Pesan Hadis: Hadis ini menunjukkan bahwa zina adalah dosa yang sangat besar sehingga dapat mencabut cahaya iman dari hati seseorang saat ia melakukannya.

 

  1. Klasifikasi dan Sanksi Hukum (Hudud)

Islam menetapkan sanksi yang berat sebagai bentuk prevensi (pencegahan) agar masyarakat terlindungi dari kerusakan moral.

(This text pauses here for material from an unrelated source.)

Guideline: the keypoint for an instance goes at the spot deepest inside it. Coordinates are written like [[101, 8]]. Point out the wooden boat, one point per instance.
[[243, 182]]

Jenis Zina Definisi Sanksi (Hukum Islam)
Zina Muhsan Dilakukan oleh laki-laki/perempuan yang sudah pernah terikat pernikahan yang sah. Rajam: Dilempari batu hingga mati. Ini menunjukkan beratnya pengkhianatan terhadap institusi pernikahan.
Zina Gairu Muhsan Dilakukan oleh mereka yang belum pernah menikah (lajang). Jaldah & Taghrib: Dicambuk 100 kali dan diasingkan dari kediamannya selama satu tahun.

 

Catatan Penting: Penegakan hukum ini hanya boleh dilakukan oleh pemerintah/negara yang menerapkan hukum Islam dengan syarat saksi yang sangat ketat (4 orang saksi adil yang melihat langsung). Hal ini bertujuan agar orang tidak sembarangan menuduh orang lain.

 

  1. Hikmah Pelarangan
    1. Menjaga Nasab: Agar garis keturunan jelas dan hak waris terjaga.
    2. Menjaga Kesehatan: Terhindar dari penyakit mematikan seperti HIV/AIDS.
    3. Menjaga Kehormatan Wanita: Agar wanita tidak hanya dijadikan objek pemuas nafsu tanpa ikatan tanggung jawab.
    4. Ketenangan Jiwa: Menghindari beban psikologis dan sosial yang berat.